The auctioneers had obviously had high hopes for the fresh fruit processing line. Everything stopped for a few minutes to survey the buyers to see whether they wanted to bid on the whole thing or as individual sections.
Selling it as a single unit was the choice, but the bidding was tepid and soon ended. "Unbelievable," breathed Teipel when the hammer fell at $125,000 – about $141,000 with buyers premium.
There was considerably more interest in the four generators that ML&P had installed to run the cannery and Queen Ka’ahumanu Center, which it then owned. The diesel generators cost a couple of million dollars apiece when new and are the kind of industrial equipment that ought to last a long time, although ML&P Chief Financial Officer John Durkin said one of the four was "for parts."
In this case, there was a different approach. The generators and some associated equipment were sold individually, with not only local and online interest, but one bidder on the telephone with Weitz.

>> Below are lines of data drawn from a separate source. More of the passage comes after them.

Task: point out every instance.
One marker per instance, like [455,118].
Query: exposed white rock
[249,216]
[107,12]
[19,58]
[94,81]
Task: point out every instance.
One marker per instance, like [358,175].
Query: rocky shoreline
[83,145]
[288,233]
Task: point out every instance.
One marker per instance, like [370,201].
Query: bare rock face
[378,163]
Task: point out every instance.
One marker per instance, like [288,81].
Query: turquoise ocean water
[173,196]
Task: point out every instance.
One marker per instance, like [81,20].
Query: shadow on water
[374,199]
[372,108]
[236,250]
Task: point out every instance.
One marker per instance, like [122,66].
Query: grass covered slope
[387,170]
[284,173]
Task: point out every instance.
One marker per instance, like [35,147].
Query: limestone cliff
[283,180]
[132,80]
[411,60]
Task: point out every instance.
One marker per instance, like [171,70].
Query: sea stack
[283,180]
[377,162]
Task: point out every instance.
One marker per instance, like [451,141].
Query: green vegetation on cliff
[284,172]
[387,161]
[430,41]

There was a proviso, however. After the auction, the individual lots were totaled up and 10 percent was added. That came to $450,000, and if anyone wanted to start at that price for the whole shebang, the auction would be reopened. The reopening stopped where it started, the whole generating station sold to a single, unnamed buyer for $450,000, not counting the buyers premium of $58,500.
Weitz estimated that with 600 lots, it would take "all day" to complete the sale.
People wandered in and out, socializing, drinking coffee and eating, while the relays of auctioneers kept moving the lots along at the rate of about one a minute. Some lots brought $450,000 and some brought $50.
Mark Rooney, who was attending sustainable agriculture classes at University of Hawaii Maui College, came over to watch. He was sad to see local agriculture taking another hit.
He also was amazed at how quickly Maui Pine went from hope to collapse. Three years ago, when the new fresh fruit processing line was installed, Rooney attended an open house held by the company at its cannery.
"It doesn’t seem like it was only three years ago," he said.
Rooney wasn’t planning to bid on anything.
"These auctions are the only time on Maui when gambling is legal," he said. "A guy could get deals or get whipped into a frenzy" and end up overpaying.
Likewise with buyers of the company’s stock. ML&P was the second leading gainer on an up day at the New York Stock Exchange, rising $1.64 to $7.34 on light trading of 144,000 shares.
It was the highest the stock has been since August and far above the $3 a share it sold for in February.
Durkin said investors had been calling him all morning, but he had no idea what was behind the Wall Street interest. Some callers mentioned the auction, but he said it shouldn’t have moved the stock price.